Transformers Turn ratio versus Impedence ratio

1. Oct 29, 2013

Hollumber

Hello,

This is my first post, so I hope this is in the right section and format.

I've looked all over the web, but I can't find anything that addresses my question clearly.

I know that for an ideal transformer to not lose any power, the turn ratio has to be the square root of the impedence ratio. My question is what happens when this is not the case? I would think the voltage and current ratios wouldn't be affected because of the nature of a transformer, but this means that one of the impedences would have to magically change to match to I and V on its respective side.

Basically, if (NP/NS)^2 = RP/RS for max power efficiency, what happens when this isn't true?

Hollumber

2. Oct 29, 2013

Hollumber

After researching this so much, I finally realized where I was going wrong.

(NP/NS)^2 = RP/RS is used to calculate the turn ratio of the transformer to get max power to the load resistor (RS).

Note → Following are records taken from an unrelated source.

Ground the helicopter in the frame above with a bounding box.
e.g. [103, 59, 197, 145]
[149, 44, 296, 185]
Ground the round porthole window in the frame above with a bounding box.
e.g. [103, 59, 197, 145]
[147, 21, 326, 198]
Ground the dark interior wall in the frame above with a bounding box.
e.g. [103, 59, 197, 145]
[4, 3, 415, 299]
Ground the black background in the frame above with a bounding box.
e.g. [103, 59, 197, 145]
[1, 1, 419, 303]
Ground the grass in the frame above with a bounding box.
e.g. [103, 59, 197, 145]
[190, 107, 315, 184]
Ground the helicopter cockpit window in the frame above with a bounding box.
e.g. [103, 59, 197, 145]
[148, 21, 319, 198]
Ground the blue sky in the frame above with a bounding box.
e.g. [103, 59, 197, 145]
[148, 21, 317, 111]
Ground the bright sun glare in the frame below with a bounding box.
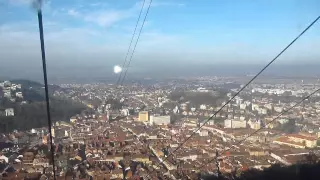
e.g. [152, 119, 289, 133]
[113, 65, 122, 74]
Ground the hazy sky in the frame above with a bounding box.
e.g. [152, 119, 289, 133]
[0, 0, 320, 80]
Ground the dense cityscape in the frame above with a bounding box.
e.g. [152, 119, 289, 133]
[0, 77, 320, 179]
[0, 0, 320, 180]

If this ratio doesn't hold true, then Req = RS(NP/NS)^2, where Req is the equivalent resistance that the primary circuit (which includes the voltage source) will experience, resulting in lower power in the secondary circuit (containing the load resistor).

3. Oct 29, 2013

marcusl

You can think of it in terms of an equivalent circuit. Losses can be modeled by an equivalent resistance in series with (or in parallel across) the secondary of an ideal transformer. The transformer impedance ratio is still the square of the turns ratio. The power dissipation can be found by analyzing the behavior of the entire circuit, including the source and its internal resistance, the transformer (ideal transformer plus loss resistance), and the load circuit. I and V across the ideal transformer element still have the ideal ratio, but some of the power is dissipated in the loss resistance and doesn't make it into the load.